GSK now has dozens more Zantac lawsuits to contend with.
Plaintiffs on Wednesday filed 88 suits against GSK in Delaware court on behalf of more than 7,000 claimants who allege the popular ranitidine heartburn products caused a range of cancers. Pfizer, Boehringer Ingelheim and Sanofi, which owned Zantac rights at various points in time, were also named in the suit, in addition to Thermo Fisher’s Patheon Manufacturing Services.
GSK has been named in about 3,000 personal injury cases as well as class action suits. Plaintiffs in multidistrict litigation in Florida initially named 10 types of cancer in the suit, but later withdrew breast, kidney, colorectal, prostate and lung. Those cancers are still being pursued in state courts, GSK said last month. And on Friday, a Sanofi spokesperson attributed the recent surge in state court filings to plaintiffs who exited federal MDL, or whose alleged injuries have been dropped.
“The recent increase in state court filings predominantly involve plaintiffs who have opted to exit the federal multi-district litigation and whose alleged injuries lead plaintiffs’ lawyers in the MDL have abandoned,” the spokesperson said. “As plaintiffs search for new venues, Sanofi will continue to vigorously defend itself against these claims, which the medical, scientific, and regulatory communities have extensively evaluated and have found to be without merit.”
The new cases allege nine types of cancer, including bladder, breast, colorectal and intestinal, esophageal, gastric, liver, lung, pancreatic and prostate.
Zantac was first approved as a prescription medicine for heartburn in 1983, and after a decade of record sales, GSK began working on an over-the-counter formulation. Several OTC forms were OK’d in 1995, and those sales rights later passed through the hands of Pfizer, Boehringer Ingelheim and Sanofi.
However, the blockbuster drug was recalled in 2019 over unacceptably high levels of a potential carcinogen known as NDMA. Plaintiffs say studies have shown that ranitidine can transform into NDMA in the body or on the shelf in high temperatures. Previous lawsuits have claimed that a single ranitidine pill can contain NDMA levels that are “hundreds of times higher” than the FDA’s acceptable limit. In 2020, the FDA requested the recall of all ranitidine products.
“We didn’t observe unacceptable levels of NDMA in many of the samples that we tested,” former acting commissioner Janet Woodcock said around the time of the recall. “However, since we don’t know how or for how long the product might have been stored, we decided that it should not be available to consumers and patients unless its quality can be assured.”
GSK said in a statement last month that regulatory agencies, including the FDA, have since concluded there is no evidence of a link between ranitidine and cancer. In November 2019, the FDA determined that NDMA levels in ranitidine are similar to levels in some foods such as grilled and smoked meats.
“There have been no material developments to what has been previously disclosed,” the GSK statement read. The company was not immediately available for comment.
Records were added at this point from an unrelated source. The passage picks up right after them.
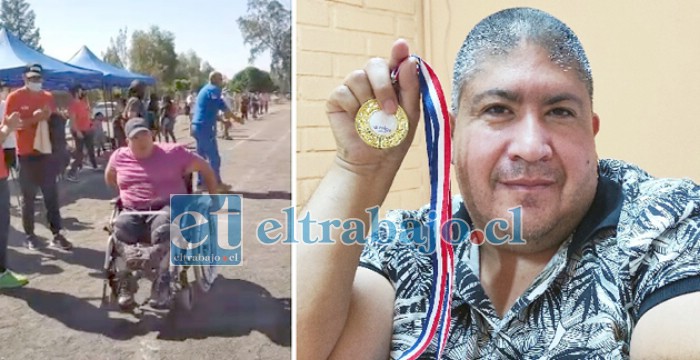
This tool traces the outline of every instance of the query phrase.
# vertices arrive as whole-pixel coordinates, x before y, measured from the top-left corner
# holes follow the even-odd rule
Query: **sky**
[[[291,0],[279,0],[291,9]],[[67,61],[83,46],[102,54],[119,29],[152,25],[175,35],[175,52],[194,50],[216,70],[231,78],[248,66],[250,48],[236,19],[245,15],[246,0],[27,0],[36,14],[35,25],[46,55]],[[269,71],[270,56],[258,56],[253,66]]]

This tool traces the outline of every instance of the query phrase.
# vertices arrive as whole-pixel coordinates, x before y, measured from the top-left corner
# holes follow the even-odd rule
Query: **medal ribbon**
[[[423,322],[423,329],[416,342],[399,358],[417,359],[426,351],[433,339],[437,338],[437,358],[440,359],[450,330],[450,304],[454,281],[452,232],[449,228],[444,232],[441,230],[443,224],[448,224],[452,216],[450,122],[445,94],[435,72],[420,57],[416,55],[412,57],[418,61],[417,71],[423,101],[430,172],[430,211],[437,216],[430,217],[432,221],[429,223],[430,248],[435,251],[430,254],[433,281],[429,294],[427,319]]]

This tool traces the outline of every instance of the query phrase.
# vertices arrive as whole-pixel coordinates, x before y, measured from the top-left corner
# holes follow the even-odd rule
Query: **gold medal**
[[[377,149],[390,149],[408,135],[408,116],[401,106],[396,114],[382,111],[376,99],[368,100],[355,115],[355,129],[362,141]]]

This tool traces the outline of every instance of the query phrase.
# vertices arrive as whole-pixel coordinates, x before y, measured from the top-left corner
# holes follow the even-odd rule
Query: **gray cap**
[[[151,129],[148,127],[148,121],[143,118],[133,118],[127,121],[126,125],[124,126],[124,132],[126,133],[126,137],[129,139],[133,138],[136,136],[136,134],[144,130],[150,131]]]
“The overwhelming scientific evidence establishes that the use of Zantac is not associated with an increased risk of cancer,” a Boehringer Ingelheim spokesperson said on Friday. “We will defend any allegations otherwise and do not comment on specifics of pending litigation.”
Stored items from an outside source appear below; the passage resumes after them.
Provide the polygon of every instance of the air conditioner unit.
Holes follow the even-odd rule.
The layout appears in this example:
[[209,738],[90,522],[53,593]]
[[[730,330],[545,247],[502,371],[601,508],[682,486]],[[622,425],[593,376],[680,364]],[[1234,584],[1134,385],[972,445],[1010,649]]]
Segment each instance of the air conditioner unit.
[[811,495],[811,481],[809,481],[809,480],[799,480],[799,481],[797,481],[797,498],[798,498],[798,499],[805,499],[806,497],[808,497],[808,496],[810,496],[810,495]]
Pfizer, Sanofi and Patheon did not respond to requests for comment as of press time.
Last month, GSK’s first scheduled Zantac cancer trial was voluntarily dismissed by the plaintiff. The company said it didn’t settle the claim or pay anything in exchange for dropping the case.
“The overwhelming weight of the scientific evidence supports the conclusion that there is no increased cancer risk associated with the use of ranitidine,” GSK said at the time.